So to make browsers safer against attacks, and just more reliable, it is important to create an extension model that is safer, by sharing less state between the browser itself and the extensions. Thus Microsoft Edge provides no support for VML, VB Script, Toolbars, BHOs, or ActiveX. The need for such extensions is significantly reduced by the rich capabilities of HTML5, and using HTML5 results in sites that are interoperable across browsers.

To enable extensibility beyond what is provided by HTML5, we are working on plans for a modern, HTML/JS-based extension model. We look forward to sharing more details on these plans, including guidance on migrating your scenarios from ActiveX controls to modern standards and extensions in the coming months.

Microsoft Edge is an App

The largest change in Microsoft Edge security is that the new browser is a Universal Windows app. This fundamentally changes the process model, so that both the outer manager process, and the assorted content processes, all live within app container sandboxes. This provides the user and the platform with the confidence provided by other Windows store apps.

App Container Sandbox by Default

IE7 on Windows Vista was the first web browser to provide a browsing sandbox, called protected mode, where the part of the browser that renders the web content runs with less privilege than the browser controls (e.g. the back button) and the user do. This provides the user with a level of protection should a malicious web site exploit a bug in the browser or one of its plugins, in that the attacker is now stuck inside the sandbox and does not have full access to all of the user’s resources.

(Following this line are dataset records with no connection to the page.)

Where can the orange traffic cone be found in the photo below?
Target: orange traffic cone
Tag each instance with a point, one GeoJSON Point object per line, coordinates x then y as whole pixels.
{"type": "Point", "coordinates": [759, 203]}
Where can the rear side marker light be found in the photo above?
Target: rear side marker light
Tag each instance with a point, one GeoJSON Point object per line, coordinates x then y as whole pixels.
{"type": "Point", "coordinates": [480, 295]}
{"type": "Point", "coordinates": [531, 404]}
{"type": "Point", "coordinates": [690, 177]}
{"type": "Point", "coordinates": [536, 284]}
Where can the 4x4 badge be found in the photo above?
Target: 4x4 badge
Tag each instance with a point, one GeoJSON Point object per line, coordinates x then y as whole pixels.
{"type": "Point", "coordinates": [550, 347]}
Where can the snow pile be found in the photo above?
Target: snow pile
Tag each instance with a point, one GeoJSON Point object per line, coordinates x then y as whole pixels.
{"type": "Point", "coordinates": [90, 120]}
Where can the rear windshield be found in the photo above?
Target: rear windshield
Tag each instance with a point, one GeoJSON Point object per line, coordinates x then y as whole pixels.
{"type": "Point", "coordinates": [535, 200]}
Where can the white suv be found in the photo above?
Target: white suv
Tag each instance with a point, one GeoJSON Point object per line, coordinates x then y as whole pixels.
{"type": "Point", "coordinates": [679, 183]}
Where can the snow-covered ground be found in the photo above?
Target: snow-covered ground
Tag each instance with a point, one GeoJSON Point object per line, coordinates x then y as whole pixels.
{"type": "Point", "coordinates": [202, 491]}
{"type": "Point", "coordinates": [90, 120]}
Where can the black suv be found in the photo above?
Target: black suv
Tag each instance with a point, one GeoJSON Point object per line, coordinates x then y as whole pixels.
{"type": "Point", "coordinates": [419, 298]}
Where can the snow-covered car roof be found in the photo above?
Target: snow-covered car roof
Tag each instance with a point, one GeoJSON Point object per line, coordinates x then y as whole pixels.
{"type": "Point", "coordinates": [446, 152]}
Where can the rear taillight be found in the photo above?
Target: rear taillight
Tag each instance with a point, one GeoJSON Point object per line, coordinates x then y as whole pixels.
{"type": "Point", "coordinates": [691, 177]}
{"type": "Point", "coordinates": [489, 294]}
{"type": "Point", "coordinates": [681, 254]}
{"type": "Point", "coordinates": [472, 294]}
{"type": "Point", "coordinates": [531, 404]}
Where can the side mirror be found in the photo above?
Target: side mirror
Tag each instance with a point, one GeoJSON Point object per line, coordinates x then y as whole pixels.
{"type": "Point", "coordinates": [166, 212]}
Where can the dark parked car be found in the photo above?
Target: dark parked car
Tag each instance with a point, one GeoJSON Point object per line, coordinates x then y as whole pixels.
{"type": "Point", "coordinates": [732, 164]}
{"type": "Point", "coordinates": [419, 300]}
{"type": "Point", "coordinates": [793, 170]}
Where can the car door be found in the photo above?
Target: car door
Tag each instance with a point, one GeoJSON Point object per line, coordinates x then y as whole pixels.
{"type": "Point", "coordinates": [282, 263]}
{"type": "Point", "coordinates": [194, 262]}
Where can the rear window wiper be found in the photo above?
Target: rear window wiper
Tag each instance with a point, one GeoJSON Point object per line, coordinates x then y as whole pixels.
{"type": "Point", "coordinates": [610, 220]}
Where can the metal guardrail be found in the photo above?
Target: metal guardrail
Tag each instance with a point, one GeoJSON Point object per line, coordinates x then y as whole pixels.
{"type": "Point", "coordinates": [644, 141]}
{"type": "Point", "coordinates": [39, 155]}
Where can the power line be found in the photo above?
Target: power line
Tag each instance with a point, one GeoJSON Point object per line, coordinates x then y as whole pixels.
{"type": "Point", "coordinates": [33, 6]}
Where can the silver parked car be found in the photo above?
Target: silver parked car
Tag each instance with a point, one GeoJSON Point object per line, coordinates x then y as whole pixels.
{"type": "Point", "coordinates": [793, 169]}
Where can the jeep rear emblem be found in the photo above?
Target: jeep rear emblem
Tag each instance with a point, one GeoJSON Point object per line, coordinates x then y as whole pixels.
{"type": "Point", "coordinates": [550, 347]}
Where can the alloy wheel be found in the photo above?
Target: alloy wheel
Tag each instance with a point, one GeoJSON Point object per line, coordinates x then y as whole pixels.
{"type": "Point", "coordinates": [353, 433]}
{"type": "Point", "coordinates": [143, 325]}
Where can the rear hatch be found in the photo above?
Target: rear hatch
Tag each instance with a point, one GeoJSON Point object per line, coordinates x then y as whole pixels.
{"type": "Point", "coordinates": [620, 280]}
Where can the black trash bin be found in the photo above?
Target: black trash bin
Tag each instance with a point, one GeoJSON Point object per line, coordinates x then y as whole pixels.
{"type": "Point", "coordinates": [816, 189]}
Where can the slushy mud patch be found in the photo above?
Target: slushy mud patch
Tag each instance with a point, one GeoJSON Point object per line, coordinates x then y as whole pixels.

IE7’s protected mode was built on Vista’s mandatory integrity control, which provides a degree of protection, but is limited. IE10 introduced EPM (Enhanced Protected Mode) based on Windows 8’s app container sandbox. EPM provided a much stronger sandbox than protected mode, including for example deny-by-default and no-read-up semantics. EPM was on by default in the immersive browser, but was only an option on the desktop in IE10 and IE11 because some browser extensions are not compatible with EPM.

Microsoft Edge is rebooting our browser extension model, allowing it to run its content processes in app containers, not just as a default, but all the time. Thus every Internet page that Microsoft Edge visits will be rendered inside an app container, the latest and most secure client-side app sandbox in Windows.

64-bit By Default

Microsoft Edge is also 64-bit, not just by default, but at all times when running on a 64-bit processor. 64-bit processes in general, and browser processes in particular, get significant security advantages by making Windows ASLR (Address Space Layout Randomization) stronger.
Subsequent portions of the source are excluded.